I have to join 6 sets of data pertaining to the amount of views for certain TV shows on various channels. 3 of the 6 sets of data contain a list of shows and the amount of views of each, e.g:
Show_Name 201
Another_Show 105
and so on...
The other 3 sets of data contain the shows and the channels on which each one is aired, e.g:
Show_Name ABC
Another_Show CNN
and so on...
I wrote the following Mapper in python to find on ABC channel:
#!/usr/bin/env python
import sys
all_shows_views = []
shows_on_ABC = []
for line in sys.stdin:
line = line.strip() #strip out carriage return (i.e. removes line breaks).
key_value = line.split(",") #split line into key and value, returns a list.
key_in = key_value[0] #.split(" ") - Dont need the split(" ") b/c there is no date.
value_in = key_value[1] #value is 2nd item.
if value_in.isdigit():
show = key_in
all_shows_views.append(show + "\t" + value_in)
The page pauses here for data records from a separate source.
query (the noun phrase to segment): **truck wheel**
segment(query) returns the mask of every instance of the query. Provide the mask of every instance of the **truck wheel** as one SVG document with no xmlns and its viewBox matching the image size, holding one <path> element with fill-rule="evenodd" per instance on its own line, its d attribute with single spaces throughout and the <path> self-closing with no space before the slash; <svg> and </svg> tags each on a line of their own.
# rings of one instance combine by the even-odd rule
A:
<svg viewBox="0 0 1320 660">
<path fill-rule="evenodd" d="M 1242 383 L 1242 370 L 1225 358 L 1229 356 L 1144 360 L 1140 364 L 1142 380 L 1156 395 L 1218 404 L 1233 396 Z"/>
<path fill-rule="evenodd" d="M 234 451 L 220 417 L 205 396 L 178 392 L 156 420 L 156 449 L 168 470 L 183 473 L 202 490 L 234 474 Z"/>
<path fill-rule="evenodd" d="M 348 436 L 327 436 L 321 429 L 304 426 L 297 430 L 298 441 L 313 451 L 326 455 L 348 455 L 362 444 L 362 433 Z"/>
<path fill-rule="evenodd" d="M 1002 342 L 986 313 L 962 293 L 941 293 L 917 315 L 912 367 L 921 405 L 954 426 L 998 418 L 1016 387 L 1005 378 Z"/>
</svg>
if value_in == "ABC": #check if the TV Show is ABC.
show = key_in
shows_on_ABC.append(show)
for i in range(len(all_shows_views)):
show_view = all_shows_views[i].split("\t")
for c in range(len(shows_on_ABC)):
if show_view[0] == shows_on_ABC[c]:
print (show_view[0] + "\t" + show_view[1])
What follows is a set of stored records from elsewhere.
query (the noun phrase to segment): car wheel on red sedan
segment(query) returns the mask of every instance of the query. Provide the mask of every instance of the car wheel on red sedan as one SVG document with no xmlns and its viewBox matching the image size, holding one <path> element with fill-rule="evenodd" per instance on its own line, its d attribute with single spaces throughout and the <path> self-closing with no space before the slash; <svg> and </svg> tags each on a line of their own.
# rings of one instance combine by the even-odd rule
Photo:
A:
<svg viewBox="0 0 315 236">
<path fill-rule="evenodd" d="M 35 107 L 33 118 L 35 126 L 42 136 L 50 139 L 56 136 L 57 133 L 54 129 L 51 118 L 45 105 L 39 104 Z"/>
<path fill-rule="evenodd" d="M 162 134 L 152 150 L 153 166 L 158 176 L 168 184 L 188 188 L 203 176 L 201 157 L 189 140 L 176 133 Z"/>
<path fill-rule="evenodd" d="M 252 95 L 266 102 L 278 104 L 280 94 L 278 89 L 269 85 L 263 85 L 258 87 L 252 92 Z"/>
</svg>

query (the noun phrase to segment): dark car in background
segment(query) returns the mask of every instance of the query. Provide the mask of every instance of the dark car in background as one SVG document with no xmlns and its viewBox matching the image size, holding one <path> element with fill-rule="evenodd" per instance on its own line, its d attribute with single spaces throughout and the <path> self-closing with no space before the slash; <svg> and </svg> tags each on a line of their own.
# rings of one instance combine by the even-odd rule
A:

#Note that Hadoop expects a tab to separate key value
#but this program assumes the input file has a ',' separating key value.
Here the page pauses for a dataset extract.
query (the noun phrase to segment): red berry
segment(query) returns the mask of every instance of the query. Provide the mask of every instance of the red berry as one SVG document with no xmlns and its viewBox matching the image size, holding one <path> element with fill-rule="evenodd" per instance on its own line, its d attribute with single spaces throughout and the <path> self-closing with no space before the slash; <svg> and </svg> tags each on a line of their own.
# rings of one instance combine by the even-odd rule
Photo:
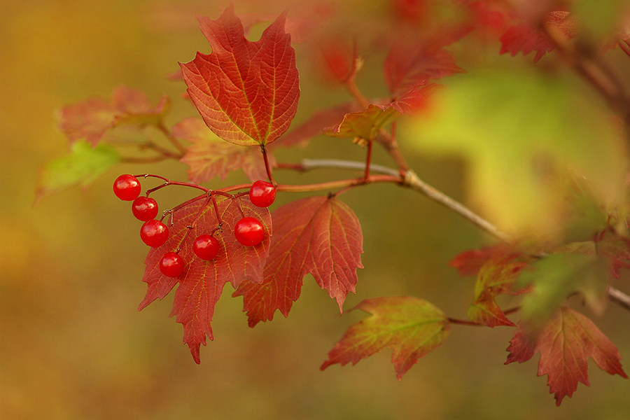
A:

The Mapper passes only the name of the show on ABC and the amount of views, e.g:
Show_name_on_ABC 120
The reducer, also in python, is as follows:
prev_show = " " #initialize previous word to blank string
line_cnt = 0 #count input lines.
count = 0 #keep running total.
for line in sys.stdin:
line = line.strip() #strip out carriage return
key_value = line.split('\t') #split line, into key and value, returns a list
line_cnt = line_cnt+1
curr_show = key_value[0] #key is first item in list, indexed by 0
value_in = key_value[1] #value is 2nd item
if curr_show != prev_show and line_cnt>1:
#print "\n"
#print "---------------------Total---------------------"
#print "\n"
print (prev_show + "\t" + str(count))
#print "\n"
#print "------------------End of Item------------------"
#print "\n"
count = 0
else:
count = count + int(key_value[1])
#print key_value[0] + "\t" + key_value[1]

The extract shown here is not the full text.